T cell behavior also changes in a highly predictable progression. After diagnosis, many T cell subtypes increase for about a year, then decline. Importantly, T cell plasticity (their ability to adapt and evolve) is preserved, with many T cells still recognizing the same molecular targets years after diagnosis.
These findings point to a dual-edged immune response: the immune system may both drive damage and offer protection, depending on which cells are involved and where they are active.
Precision Tools from Cancer Research
At the same session, Dr. Jenna Gregory (University of Aberdeen) introduced a potential theragnostic target: soluble CTLA-4 (sCTLA-4), which has originally been studied in cancer. CTLA-4 normally acts like a brake on T cell activation. In ALS, she found that while the membrane-bound version of CTLA-4 doesn’t change, the soluble version behaves very differently, losing its usual localization in the cell. This could affect how the immune system responds in ALS and might help distinguish subtypes of inflammation within the disease.
She also observed that some patients with the C9orf72 mutation (a common genetic form of ALS) exhibit hyper-inflammatory immune responses, while others do not. This reinforces the idea that ALS may require patient-specific immune modulation, rather than one-size-fits-all suppression or stimulation.

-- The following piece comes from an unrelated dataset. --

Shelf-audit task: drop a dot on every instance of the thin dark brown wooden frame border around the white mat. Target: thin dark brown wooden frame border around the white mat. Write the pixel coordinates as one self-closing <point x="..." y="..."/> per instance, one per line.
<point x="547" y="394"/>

Her vision, inspired by oncology, is to stratify ALS patients based on their immune profile and target only those most likely to benefit from a specific immunotherapy, bringing the precision of cancer medicine to neurodegenerative disease.
What Comes Next?
Both Dr. Andersson and Dr. Gregory emphasized that this work is still unfolding. Questions remain about the interplay between peripheral and central immune responses, how long immune cells “dwell” in the brain, and whether biomarkers like sCTLA-4 or T cell receptor patterns could eventually guide treatment decisions.
Importantly, both researchers credit their ability to pursue these high-risk, high-reward ideas to support from Target ALS.

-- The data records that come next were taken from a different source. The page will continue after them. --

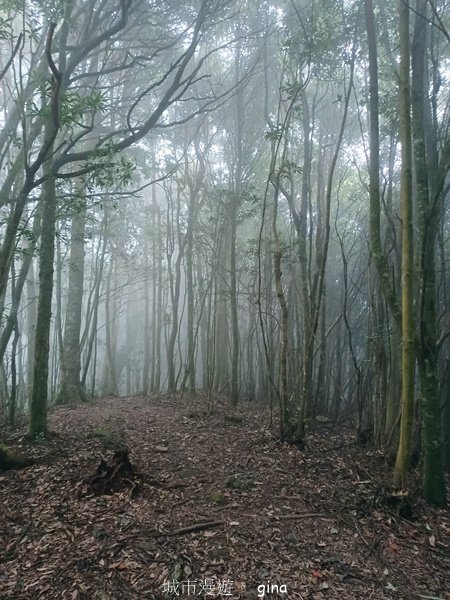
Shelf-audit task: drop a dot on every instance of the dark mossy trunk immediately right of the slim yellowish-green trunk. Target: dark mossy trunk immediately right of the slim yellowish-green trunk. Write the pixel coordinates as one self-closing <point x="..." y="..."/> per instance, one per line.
<point x="433" y="475"/>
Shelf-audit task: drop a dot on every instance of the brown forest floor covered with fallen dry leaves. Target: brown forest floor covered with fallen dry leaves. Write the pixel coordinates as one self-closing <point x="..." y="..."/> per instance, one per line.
<point x="216" y="507"/>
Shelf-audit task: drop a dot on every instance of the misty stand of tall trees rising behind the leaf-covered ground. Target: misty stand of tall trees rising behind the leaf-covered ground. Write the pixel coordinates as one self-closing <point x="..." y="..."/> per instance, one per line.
<point x="244" y="198"/>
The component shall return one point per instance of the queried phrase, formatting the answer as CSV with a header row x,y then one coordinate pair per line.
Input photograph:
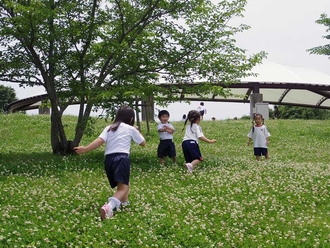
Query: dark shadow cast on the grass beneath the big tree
x,y
45,163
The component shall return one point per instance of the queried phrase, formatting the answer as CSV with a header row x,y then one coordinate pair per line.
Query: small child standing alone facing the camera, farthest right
x,y
259,134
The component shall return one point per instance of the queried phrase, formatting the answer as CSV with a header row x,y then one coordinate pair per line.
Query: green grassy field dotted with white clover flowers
x,y
230,201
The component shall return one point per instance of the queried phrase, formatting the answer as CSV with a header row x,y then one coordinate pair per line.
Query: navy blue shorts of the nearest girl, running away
x,y
117,167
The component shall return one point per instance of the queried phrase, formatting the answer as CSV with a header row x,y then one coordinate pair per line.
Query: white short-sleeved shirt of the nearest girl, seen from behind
x,y
120,140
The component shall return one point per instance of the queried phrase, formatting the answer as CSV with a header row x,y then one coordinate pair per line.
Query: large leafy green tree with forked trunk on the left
x,y
102,53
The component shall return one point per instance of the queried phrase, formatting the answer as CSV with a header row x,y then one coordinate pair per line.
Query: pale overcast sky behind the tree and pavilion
x,y
284,29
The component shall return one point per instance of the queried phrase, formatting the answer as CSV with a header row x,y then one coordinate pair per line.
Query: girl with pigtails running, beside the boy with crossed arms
x,y
193,134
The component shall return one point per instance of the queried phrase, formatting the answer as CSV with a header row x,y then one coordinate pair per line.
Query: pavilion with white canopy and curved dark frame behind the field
x,y
275,84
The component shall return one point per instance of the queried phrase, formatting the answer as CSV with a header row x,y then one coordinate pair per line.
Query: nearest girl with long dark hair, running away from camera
x,y
118,137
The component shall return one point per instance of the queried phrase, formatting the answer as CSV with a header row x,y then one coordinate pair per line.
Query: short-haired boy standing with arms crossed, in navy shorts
x,y
166,145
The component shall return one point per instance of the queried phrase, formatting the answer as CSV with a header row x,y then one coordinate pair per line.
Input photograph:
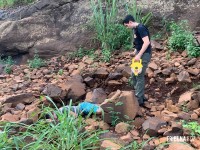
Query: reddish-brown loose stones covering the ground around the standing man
x,y
94,81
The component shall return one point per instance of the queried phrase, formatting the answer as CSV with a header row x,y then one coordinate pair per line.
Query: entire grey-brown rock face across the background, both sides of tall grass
x,y
55,27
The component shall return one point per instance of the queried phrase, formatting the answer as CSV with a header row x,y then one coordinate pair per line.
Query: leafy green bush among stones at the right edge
x,y
182,38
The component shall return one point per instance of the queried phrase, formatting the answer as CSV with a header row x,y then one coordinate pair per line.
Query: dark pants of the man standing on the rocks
x,y
139,81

“Both of our grants from Target ALS were for ideas we couldn’t get funded anywhere else. They weren’t pedestrian. But Target ALS saw the value. That support allowed us—and the lab—to work on something truly transformative. The Annual Meeting is a place where high-risk, high-reward ideas are welcomed, where novel thinking is encouraged. And where you get to connect with a global community that wants to push this field forward.”
– Professor Jenna Gregory, University of Aberdeen
💡 Key Takeaway:
Immune responses in ALS are not uniform. T cell patterns vary widely between patients and over time; some appear protective, others harmful. Both projects point to a future where immune-based diagnostics and personalized therapies could tailor care to each individual’s biology, echoing the success of precision medicine in cancer.